Chemically sensitive receptor-based sensors can be designed to respond to a variety of biologically active compounds such as hormones, neurotransmitters, toxins, and the like. The device responds to both natural stimuli and compounds that inhibit the interaction of the receptor with the stimulus. This chemically sensitive device has wide applications including toxin detection and analysis, drug research, medical diagnostics, and pharmaceutical screening.

In another embodiment, for example, the membrane structure of the present invention is not subjected to surfactant dialysis, but using known techniques such as LangmuirBlo.
It can also be configured using the dgett technique.
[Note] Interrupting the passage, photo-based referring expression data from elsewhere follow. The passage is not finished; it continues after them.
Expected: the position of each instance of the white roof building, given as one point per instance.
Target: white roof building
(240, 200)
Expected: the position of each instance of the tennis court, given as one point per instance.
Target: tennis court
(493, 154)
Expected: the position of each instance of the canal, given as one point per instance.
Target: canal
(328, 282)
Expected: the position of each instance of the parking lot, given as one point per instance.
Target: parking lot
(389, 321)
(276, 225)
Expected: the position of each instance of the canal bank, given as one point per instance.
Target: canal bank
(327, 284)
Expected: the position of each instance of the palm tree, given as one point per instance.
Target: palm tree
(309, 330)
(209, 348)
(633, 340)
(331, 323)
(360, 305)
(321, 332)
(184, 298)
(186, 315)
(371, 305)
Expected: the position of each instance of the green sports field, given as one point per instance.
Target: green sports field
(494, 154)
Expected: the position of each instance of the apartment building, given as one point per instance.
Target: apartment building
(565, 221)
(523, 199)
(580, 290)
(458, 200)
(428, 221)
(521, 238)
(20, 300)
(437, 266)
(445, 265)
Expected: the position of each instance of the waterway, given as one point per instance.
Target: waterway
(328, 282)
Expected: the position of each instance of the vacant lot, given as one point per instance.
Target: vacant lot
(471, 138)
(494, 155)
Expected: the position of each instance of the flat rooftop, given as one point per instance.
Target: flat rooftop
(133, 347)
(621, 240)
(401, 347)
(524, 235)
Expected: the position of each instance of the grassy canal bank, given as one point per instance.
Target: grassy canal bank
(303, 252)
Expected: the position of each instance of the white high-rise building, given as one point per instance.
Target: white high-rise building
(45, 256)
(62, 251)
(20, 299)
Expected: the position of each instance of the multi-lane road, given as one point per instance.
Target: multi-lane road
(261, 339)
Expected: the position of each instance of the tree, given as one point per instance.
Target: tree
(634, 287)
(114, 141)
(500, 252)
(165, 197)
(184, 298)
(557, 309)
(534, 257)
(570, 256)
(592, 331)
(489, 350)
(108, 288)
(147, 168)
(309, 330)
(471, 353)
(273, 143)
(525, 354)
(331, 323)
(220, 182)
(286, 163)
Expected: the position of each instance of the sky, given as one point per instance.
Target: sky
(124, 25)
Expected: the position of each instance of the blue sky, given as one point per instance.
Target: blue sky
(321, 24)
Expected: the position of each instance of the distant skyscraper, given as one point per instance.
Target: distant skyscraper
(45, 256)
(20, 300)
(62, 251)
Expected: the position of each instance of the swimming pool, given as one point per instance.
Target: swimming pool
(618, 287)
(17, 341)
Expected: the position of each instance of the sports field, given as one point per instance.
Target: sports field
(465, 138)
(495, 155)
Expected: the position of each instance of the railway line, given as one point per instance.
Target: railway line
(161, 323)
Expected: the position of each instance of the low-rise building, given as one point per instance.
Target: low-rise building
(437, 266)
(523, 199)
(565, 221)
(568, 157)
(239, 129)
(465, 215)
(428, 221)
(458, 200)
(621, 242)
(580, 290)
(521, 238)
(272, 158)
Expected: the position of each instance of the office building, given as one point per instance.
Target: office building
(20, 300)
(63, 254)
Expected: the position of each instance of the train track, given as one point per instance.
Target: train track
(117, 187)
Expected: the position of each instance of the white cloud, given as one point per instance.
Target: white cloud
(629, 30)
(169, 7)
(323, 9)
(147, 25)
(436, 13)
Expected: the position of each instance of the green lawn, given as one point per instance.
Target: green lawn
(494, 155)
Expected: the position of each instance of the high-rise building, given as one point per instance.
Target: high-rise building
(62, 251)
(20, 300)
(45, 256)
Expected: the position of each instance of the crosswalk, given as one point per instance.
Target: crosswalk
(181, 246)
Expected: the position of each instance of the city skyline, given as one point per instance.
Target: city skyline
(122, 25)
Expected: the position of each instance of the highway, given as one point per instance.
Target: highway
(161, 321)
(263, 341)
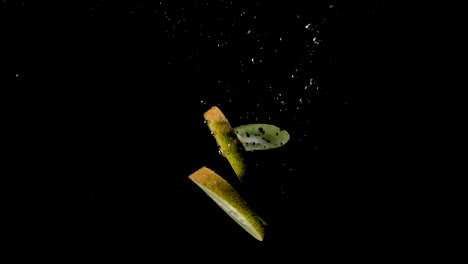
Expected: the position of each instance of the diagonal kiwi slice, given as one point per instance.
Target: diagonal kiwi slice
(230, 201)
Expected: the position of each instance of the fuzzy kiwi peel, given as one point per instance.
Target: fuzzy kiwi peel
(230, 201)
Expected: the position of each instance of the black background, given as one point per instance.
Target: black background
(107, 102)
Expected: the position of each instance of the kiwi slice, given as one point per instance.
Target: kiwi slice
(261, 136)
(230, 201)
(229, 144)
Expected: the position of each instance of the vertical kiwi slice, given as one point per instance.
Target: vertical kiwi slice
(230, 201)
(229, 144)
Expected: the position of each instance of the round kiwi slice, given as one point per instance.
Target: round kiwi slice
(261, 136)
(230, 201)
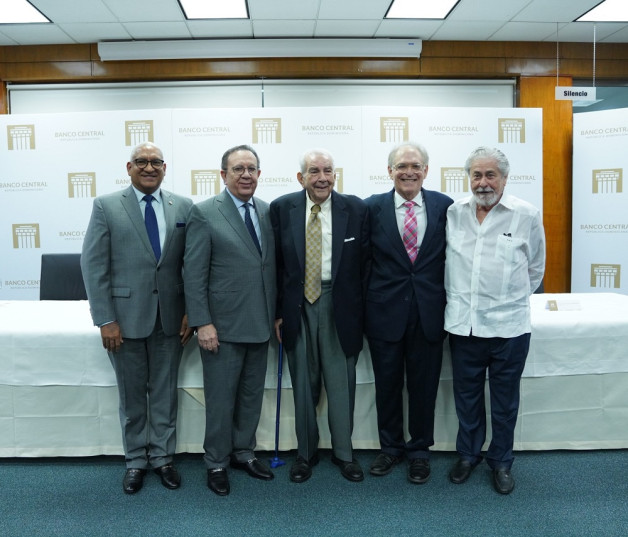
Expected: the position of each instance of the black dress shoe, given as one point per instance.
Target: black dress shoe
(419, 471)
(383, 464)
(461, 471)
(503, 481)
(301, 469)
(170, 478)
(133, 480)
(349, 469)
(255, 468)
(218, 481)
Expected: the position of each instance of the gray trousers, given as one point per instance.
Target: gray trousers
(316, 358)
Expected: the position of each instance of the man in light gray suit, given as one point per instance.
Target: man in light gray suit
(132, 265)
(230, 292)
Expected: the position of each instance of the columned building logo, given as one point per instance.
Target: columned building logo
(26, 236)
(21, 137)
(82, 185)
(608, 181)
(138, 131)
(606, 276)
(453, 180)
(267, 130)
(394, 129)
(205, 182)
(511, 130)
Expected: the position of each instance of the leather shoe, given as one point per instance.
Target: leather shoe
(218, 481)
(461, 471)
(503, 481)
(254, 468)
(170, 478)
(301, 469)
(383, 464)
(349, 469)
(133, 480)
(419, 471)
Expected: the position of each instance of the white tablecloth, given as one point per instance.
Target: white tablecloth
(58, 393)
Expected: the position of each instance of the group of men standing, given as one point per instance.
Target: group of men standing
(319, 269)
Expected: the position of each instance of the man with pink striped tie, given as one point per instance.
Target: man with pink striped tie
(405, 304)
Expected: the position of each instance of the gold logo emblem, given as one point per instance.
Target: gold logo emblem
(511, 130)
(21, 137)
(138, 131)
(394, 129)
(26, 236)
(267, 130)
(606, 276)
(82, 185)
(205, 182)
(608, 181)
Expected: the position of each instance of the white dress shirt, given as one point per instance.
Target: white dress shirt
(492, 268)
(325, 217)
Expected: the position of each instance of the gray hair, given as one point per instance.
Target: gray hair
(418, 147)
(491, 153)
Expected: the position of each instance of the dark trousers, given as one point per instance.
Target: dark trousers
(504, 359)
(419, 360)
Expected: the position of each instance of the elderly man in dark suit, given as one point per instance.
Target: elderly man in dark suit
(405, 307)
(230, 290)
(132, 264)
(322, 260)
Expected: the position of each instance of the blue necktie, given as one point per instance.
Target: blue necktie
(151, 226)
(251, 227)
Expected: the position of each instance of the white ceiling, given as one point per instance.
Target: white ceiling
(90, 21)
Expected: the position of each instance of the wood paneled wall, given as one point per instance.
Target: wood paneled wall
(533, 65)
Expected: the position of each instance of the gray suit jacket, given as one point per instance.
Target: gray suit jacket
(227, 282)
(123, 280)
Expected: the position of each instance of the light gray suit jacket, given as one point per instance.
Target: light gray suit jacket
(123, 280)
(227, 282)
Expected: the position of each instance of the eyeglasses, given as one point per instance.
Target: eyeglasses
(141, 163)
(405, 168)
(239, 170)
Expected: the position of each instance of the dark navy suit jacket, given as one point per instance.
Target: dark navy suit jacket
(349, 265)
(393, 278)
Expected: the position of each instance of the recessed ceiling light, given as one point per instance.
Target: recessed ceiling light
(20, 12)
(607, 11)
(215, 9)
(425, 9)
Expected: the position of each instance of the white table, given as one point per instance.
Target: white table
(58, 395)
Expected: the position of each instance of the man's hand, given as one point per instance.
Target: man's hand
(111, 336)
(208, 338)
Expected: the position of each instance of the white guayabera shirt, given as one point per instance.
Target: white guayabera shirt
(492, 268)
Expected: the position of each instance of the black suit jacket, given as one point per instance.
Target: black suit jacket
(350, 259)
(393, 278)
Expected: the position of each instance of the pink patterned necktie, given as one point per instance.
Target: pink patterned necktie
(410, 231)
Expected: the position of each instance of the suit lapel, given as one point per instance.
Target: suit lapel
(132, 207)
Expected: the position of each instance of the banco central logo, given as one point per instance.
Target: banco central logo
(608, 181)
(26, 236)
(138, 131)
(21, 137)
(606, 276)
(394, 129)
(453, 180)
(511, 130)
(205, 182)
(82, 185)
(266, 130)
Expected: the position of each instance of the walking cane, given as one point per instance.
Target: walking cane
(276, 461)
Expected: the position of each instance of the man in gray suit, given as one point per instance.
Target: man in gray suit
(132, 264)
(230, 291)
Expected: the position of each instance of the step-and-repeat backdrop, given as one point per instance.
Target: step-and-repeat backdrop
(53, 165)
(600, 202)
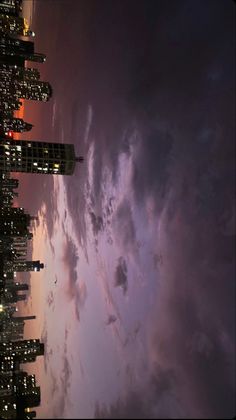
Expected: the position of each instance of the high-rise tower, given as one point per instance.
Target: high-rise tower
(37, 157)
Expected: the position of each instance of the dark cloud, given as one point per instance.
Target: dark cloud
(124, 227)
(76, 288)
(50, 299)
(121, 278)
(111, 319)
(71, 259)
(97, 223)
(65, 382)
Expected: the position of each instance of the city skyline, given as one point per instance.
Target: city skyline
(135, 303)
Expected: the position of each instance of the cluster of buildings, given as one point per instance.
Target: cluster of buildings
(19, 393)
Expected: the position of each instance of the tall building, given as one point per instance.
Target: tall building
(37, 157)
(14, 222)
(15, 46)
(23, 350)
(11, 7)
(17, 125)
(14, 25)
(35, 90)
(26, 265)
(9, 71)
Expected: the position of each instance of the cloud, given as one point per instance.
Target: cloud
(76, 289)
(124, 227)
(88, 123)
(121, 279)
(97, 223)
(71, 259)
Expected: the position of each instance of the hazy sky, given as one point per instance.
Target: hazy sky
(136, 304)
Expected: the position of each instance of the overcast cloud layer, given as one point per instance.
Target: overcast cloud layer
(151, 106)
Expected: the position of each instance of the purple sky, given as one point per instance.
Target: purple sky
(141, 239)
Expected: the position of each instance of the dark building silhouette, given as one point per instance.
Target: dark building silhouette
(37, 157)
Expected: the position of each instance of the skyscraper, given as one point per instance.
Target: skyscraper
(14, 25)
(37, 157)
(18, 125)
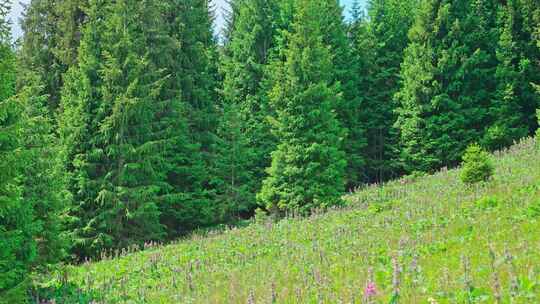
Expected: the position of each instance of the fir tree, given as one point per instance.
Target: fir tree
(191, 87)
(233, 181)
(113, 127)
(346, 71)
(308, 166)
(50, 43)
(253, 38)
(44, 187)
(380, 41)
(447, 82)
(513, 109)
(17, 248)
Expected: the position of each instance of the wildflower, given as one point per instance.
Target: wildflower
(371, 290)
(432, 301)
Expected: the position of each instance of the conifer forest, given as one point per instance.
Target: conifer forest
(305, 152)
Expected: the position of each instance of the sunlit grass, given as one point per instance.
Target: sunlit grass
(425, 240)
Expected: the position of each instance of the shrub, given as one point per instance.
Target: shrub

[Brief explanation of the drawing]

FIG. 1 is a diagrammatic representation of a membrane cell assembly, FIG. 2 is a cross-sectional view of an insulated gate field effect transistor, and FIG. 3 is a diagram of a dialysis device suitable for forming the device of the present invention. 818. Membrane structure 100. Supporting members! 4.16. ．． ．．
Hydrophobic layer 171. Lipid molecules 206. Receptor protein molecule 309. Insulated gate field effect transistor 320. Base 341. Drain 369. Source 381. Gate electrode 391. Engraving of insulator drawing (no change in content) (4 others: Procedural amendment 1゜Display of case 1999 Patent Application No. 120209 2, Name of invention Membrane biosensor 3゜Relationship with the case Tokuko 1 Applicant address Name: Easy & Tsubo G Incorporated 4, Agent address: 12-1 Otemachi 2-chome, Chiyoda-ku, Tokyo 206-ku 5, Shin-Otemachi Building, Applicant subject to amendment Application form stating the representative of

Claims (1)

[Claims] 1. A device for detecting a first entity, comprising: a support member having a surface; a first hydrophobic layer bonded to the surface in a non-diffusion manner; a second hydrophobic layer forming a bilayer; and a second entity positioned within the bilayer and reactive to the first entity, the second entity being reactive to the first entity when within the bilayer. A membrane biosensor characterized in that it is capable of causing a partial change in the detectable properties of a layered structure upon reaction with an entity of 1. 2. The sensor of claim 1, wherein the first or second hydrophobic layer comprises a plurality of molecules having aliphatic chains having at least 6 carbon atoms. 3. The sensor according to claim 1, wherein the first entity is a chemical entity. 4. The sensor according to claim 1, wherein the first entity is a physical stimulus. 5. The sensor according to claim 1, wherein the second entity is a protein that can move freely within the two layers. 6. The sensor according to claim 1, wherein the detectable characteristic is an electrical characteristic. 7. The sensor according to claim 1, wherein the detectable characteristic is an optical characteristic. 8. The sensor according to claim 1, wherein the protein is a receptor protein. 9. The sensor according to claim 5, wherein the first and second hydrophobic layers have a polymerized or cross-linked portion. 10. The second entity reacts with the first entity to form the first and second entities.
The sensor of claim 1, wherein the entities form a non-covalently bonded affinity complex. 11. A method of manufacturing a membrane biosensor, comprising: a) forming a first hydrophobic layer on a rigid substrate; and b) mixing a second entity with a hydrophobic liquid and a detergent to form a mixture. A method for producing a membrane biosensor, comprising: c) contacting a mixed solution with a substrate; and d) dialyzing the mixed solution to remove a detergent from the mixed solution.